The problem is well documented. Civil service salaries lag behind the private sector at all levels but for the lower grades other package elements – particularly the pension – provide a counterbalance. At higher executive officer (HEO) level, the typical offer from a government department or agency falls about 10% behind the median total remuneration level in the wider market.
By senior manager and expert professional level, Grades 7 and 6, the civil service package is worth only about two thirds of that available elsewhere. The pension may still be better, but it is applied to a lower salary than would be the case in the private sector, which also offers more substantial bonuses, car allowances and other benefits. The senior civil service package is so far off the wider market that taking a job in government can only be a career and lifestyle choice – certainly not a financially motivated one.
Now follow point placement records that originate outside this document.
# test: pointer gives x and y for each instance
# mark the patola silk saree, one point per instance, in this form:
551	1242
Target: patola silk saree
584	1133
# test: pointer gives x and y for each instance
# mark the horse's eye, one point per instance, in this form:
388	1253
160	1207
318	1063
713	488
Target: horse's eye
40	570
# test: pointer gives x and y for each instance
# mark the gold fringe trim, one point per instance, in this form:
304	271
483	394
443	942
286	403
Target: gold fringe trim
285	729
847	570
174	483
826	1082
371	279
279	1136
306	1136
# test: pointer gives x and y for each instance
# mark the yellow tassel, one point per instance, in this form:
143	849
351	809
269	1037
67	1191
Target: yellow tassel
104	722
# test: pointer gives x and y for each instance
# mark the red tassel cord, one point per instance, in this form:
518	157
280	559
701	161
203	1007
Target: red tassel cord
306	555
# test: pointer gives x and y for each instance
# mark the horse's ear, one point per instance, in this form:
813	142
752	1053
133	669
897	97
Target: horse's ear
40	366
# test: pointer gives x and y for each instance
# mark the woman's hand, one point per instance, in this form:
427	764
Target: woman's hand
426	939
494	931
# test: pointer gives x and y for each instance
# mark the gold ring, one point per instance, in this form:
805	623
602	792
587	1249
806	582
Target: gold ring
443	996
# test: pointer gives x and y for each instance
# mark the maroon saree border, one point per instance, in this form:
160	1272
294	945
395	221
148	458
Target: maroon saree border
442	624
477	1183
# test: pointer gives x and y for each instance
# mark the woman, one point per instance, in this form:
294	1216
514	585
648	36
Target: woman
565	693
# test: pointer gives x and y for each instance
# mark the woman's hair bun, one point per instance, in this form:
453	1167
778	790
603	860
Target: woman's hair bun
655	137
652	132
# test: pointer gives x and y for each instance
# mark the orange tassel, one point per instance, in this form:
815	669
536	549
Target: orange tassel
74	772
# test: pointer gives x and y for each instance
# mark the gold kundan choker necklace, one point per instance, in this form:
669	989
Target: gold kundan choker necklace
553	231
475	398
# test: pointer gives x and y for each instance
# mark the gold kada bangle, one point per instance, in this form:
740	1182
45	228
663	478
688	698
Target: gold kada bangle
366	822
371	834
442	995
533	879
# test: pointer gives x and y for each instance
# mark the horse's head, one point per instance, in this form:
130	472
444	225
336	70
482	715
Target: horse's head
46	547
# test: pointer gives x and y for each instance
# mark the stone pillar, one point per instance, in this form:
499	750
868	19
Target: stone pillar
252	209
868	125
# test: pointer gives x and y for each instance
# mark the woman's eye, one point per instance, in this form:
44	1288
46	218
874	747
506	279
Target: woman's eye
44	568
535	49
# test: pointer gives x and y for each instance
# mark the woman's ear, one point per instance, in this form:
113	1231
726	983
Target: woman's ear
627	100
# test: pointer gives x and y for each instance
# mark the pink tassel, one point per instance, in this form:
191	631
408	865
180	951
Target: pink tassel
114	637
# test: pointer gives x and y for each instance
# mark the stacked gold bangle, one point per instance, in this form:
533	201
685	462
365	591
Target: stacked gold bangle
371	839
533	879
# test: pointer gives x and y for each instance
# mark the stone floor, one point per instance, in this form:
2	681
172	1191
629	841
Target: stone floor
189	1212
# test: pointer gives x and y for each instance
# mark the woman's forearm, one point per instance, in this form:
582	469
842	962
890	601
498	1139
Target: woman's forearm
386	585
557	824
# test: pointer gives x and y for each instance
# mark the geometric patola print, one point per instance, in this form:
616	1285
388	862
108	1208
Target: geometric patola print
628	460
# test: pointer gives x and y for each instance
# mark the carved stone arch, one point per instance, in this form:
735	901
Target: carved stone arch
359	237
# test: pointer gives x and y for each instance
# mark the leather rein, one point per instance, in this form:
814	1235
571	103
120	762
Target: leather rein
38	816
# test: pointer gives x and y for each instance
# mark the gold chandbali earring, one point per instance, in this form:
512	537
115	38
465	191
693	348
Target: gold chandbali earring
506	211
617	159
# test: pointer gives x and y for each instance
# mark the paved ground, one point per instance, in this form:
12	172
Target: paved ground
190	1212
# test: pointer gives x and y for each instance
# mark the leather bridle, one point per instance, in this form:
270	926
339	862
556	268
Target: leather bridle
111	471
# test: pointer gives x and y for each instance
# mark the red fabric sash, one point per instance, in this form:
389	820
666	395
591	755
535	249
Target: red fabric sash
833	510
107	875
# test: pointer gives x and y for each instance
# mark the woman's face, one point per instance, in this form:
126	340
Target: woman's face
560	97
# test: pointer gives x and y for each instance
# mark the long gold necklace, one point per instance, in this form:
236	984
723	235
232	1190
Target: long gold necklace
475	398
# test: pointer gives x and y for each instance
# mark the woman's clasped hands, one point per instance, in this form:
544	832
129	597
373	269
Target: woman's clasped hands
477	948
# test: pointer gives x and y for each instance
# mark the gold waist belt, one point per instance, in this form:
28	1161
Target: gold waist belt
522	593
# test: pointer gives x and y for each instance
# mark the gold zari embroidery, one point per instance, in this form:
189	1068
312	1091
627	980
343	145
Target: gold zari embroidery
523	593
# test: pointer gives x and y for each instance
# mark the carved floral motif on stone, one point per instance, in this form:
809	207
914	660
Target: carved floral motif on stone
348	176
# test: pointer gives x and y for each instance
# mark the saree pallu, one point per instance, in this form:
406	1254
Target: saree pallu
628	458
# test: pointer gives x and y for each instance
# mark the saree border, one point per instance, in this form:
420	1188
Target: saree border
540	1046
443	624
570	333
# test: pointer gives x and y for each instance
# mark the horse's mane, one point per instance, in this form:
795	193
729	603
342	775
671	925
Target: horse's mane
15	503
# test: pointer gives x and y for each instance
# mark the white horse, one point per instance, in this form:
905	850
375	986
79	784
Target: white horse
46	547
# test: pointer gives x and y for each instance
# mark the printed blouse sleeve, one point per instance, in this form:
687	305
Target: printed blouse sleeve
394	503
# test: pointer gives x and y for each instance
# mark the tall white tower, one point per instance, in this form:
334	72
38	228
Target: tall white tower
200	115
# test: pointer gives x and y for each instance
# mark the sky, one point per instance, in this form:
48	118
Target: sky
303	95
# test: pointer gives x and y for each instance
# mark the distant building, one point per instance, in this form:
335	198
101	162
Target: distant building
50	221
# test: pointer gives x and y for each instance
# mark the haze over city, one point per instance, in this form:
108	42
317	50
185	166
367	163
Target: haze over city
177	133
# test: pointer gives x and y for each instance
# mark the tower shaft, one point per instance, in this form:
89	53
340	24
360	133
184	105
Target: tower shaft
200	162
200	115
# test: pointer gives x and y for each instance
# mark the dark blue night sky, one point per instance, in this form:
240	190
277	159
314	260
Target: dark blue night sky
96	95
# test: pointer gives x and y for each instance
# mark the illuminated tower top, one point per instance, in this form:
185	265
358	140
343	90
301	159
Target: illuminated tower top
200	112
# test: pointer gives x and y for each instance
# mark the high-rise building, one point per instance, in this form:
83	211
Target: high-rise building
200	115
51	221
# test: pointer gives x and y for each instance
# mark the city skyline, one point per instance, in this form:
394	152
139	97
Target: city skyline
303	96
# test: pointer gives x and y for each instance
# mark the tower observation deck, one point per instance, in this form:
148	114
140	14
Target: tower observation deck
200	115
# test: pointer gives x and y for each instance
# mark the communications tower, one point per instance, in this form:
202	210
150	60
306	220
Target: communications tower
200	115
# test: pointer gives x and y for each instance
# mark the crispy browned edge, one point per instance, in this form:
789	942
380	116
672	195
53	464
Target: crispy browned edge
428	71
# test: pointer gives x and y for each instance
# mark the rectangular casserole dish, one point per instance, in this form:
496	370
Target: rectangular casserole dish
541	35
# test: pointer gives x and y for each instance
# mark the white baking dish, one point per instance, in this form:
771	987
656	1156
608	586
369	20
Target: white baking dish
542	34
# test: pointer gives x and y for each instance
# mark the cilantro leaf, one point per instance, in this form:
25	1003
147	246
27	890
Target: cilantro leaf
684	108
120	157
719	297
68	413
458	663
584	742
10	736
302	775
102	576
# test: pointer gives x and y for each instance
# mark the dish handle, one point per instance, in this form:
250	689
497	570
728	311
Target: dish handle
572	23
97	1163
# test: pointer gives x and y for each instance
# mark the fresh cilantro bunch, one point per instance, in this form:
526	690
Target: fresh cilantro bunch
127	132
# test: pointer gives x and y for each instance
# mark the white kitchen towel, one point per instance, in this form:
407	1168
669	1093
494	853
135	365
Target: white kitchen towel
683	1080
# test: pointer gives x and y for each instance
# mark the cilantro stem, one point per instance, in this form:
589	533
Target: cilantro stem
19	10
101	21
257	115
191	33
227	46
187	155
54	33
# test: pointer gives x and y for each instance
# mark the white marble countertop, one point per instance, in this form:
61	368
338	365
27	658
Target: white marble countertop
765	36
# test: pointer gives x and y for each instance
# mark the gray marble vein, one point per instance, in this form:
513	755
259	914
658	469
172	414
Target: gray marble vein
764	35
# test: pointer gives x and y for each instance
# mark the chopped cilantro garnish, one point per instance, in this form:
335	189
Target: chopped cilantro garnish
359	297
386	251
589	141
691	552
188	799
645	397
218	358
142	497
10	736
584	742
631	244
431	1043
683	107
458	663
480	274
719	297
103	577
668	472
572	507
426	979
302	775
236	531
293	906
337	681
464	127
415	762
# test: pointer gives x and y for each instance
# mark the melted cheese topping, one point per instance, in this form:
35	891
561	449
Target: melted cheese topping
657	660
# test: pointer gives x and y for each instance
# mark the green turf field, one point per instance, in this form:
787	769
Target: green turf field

This gap has been evident for some time, but it has widened in the past five years. Without a change in policy it will get worse. Private sector pay is rising at 3.5% a year and there is increasing use of variable pay on top of salary. If civil service pay rises are capped and there are continuing restrictions on the use of bonuses, there will be a further steady decline in the relative value of remuneration in the sector.
The risks this creates are obvious: it will be harder to attract the best graduates; the number of talented leavers – already high – will increase; and it will become even more difficult than it is at the moment to recruit people into critical and specialist roles where market competition is high.
One major effect has already been the subject of parliamentary scrutiny and media comment: the widespread use of interims and contractors. These appointments are expensive, though necessary if the salary policy prevents recruitment. They make the organisation reliant on temporary labour, and therefore less resilient. They are also hard to justify financially. A contractor at Grade 6 level could easily cost £200,000 a year. The median private sector package value (including bonus and benefits as well as salary) is about two thirds of that, so it would be possible to pay a rate which is genuinely competitive in the wider market and still save £65,000 a year on the cost of a contractor.
Ministers will not be keen to give the nod to major increases in civil service pay – that would be seen, in Sir Humphrey’s phrase, as “a courageous decision”. But they do have to recognise the need for better remuneration if they want to arrest the decline and create a ‘dynamic and streamlined’ service.
The first step is to recognise the nature and scale of the problem. Pay, recruitment and retention are high priorities for civil service chief executive John Manzoni, and that is a start.
Secondly, there has to be a review of the civil service workforce, looking at what the core functions are and how they can be resourced. This is a prerequisite for any effective cuts as well as for talent management, but it was unfortunately absent from considerations in the past five years.
Third, there should be a change in pay policy delegations for all agencies and public bodies outside the Whitehall core, moving to controls based on overall spending rather than on average salaries or on the pay bill. That would enable organisations to replace contractors with substantive employees, and it would give them the option of having a smaller number of higher paid people.
Fourth, there should be much more flexibility in the pay on offer at Grades 7 and 6 - and probably at the early stages of the senior civil service too. As part of this, there should be a policy reversal on performance related pay, to create room to reward success. The new minister for the Cabinet Office, Matt Hancock, has expressed an interest in this already, although he will also want to see much more effective performance management as well.
None of this is easy, but these issues cannot be ignored for another five years. We all want the country to be well run by a high-performing civil service. Better pay is critical if we are to achieve this.